Tarlada, iş yerinde çalışırken sıcaklığa dayanamayıp orucunu bozan bir kişi kaç gün oruç tutmalıdır?

Tarih: 28.09.2010 - 00:00 | Güncelleme:

Soru Detayı

- Kaza mı yoksa kefaret mi gerekir?

Cevap

Değerli kardeşimiz,

Oruç tuttuğu zaman, hastalığının artmasından veya uzamasından endişe edilen kimse ile, hastalığı sebebiyle oruç tutmakta zorlanan kişilerin Ramazan ayında oruç tutmayıp, iyileştikten sonra bunları kaza etmelerine izin verilmiştir.

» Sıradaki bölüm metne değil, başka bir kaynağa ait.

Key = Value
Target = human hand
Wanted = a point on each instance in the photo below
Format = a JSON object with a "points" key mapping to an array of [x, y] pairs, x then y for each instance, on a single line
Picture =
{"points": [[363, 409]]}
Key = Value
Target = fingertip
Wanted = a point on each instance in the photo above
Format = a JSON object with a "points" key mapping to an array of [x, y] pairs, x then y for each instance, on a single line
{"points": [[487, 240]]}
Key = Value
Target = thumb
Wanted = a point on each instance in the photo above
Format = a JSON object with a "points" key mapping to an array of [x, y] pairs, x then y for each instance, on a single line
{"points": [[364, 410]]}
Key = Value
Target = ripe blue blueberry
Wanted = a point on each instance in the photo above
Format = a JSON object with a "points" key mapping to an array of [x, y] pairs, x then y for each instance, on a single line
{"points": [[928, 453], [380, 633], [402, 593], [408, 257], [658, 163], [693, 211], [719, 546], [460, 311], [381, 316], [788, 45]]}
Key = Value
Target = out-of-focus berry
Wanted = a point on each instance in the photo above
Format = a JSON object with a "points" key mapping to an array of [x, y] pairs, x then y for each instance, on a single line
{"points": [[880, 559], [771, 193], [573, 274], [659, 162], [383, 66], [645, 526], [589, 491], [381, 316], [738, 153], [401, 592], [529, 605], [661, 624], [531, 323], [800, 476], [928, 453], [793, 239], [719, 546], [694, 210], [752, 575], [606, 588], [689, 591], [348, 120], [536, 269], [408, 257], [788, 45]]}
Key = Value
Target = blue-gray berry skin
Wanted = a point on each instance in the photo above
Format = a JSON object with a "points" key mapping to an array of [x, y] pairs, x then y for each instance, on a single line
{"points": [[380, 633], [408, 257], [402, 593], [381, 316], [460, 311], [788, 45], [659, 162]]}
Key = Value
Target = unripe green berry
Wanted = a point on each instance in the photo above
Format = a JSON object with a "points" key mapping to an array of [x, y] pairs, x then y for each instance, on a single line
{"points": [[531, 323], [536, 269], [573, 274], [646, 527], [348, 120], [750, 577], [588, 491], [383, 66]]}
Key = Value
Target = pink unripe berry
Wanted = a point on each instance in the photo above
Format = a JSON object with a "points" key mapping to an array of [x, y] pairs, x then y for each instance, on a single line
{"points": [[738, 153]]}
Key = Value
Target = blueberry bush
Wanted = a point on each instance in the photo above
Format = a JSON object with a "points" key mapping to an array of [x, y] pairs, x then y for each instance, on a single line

Esas itibariyle, bir insanın ibadetlerini normal bir şekilde yapmasını engelleyecek zor ve ağır işlerde çalışması veya çalıştırılması doğru değildir. İnsanın, ibadetini sağlıklı bir şekilde yapmakla, geçimini temin ikilemi arasında bırakılması, insan hakları açısından kesinlikle kabul edilebilir bir durum değildir. Böyle bir durumda bırakılan kişi, eğer toplum kendisine daha iyi iş imkânları sağlayamıyorsa, dolayısıyla işinden ayrıldığı takdirde geçim sıkıntısı çekmesi kesin veya kuvvetle muhtemel ise, bu durumda oruç tutmayabilir. Geçici bir süre ağır bir işte çalışmak durumunda kalan ise bu durumda oruç tuttuğu takdirde sağlığına bir zarar erişeceğinden endişe ediyorsa oruç tutmayabilir. Bunlar imkan bulurlarsa kaza ederler, değilse oruç yerine fidye verirler.

Kur'an'da oruç tutmamayı mubah kılan mazeretler olarak hastalık, yolculuk ve oruca güç yetirememeden söz edilmiştir. (Bakara 2/184-185). Fakihler de oruç tutmama ruhsatını bu üç durumla sınırlı tutmayı tercih etmiş, bu üç durumun ortak özelliği meşakkat olsa bile, her meşakkat halinde oruç tutulmayabileceğini söylemekte mütereddit davranmışlardır. Bunun en başta gelen sebebi, mükelleflerin sübjektif ve değişken bir durum olan meşakkati belirlemede ölçüsüz veya mütesâhil (yumuşak, gevşek) davranıp, olur olmaz bahanelerle orucu terketmesine yol açma, yani bu ruhsatı kötüye kullanma endişesidir.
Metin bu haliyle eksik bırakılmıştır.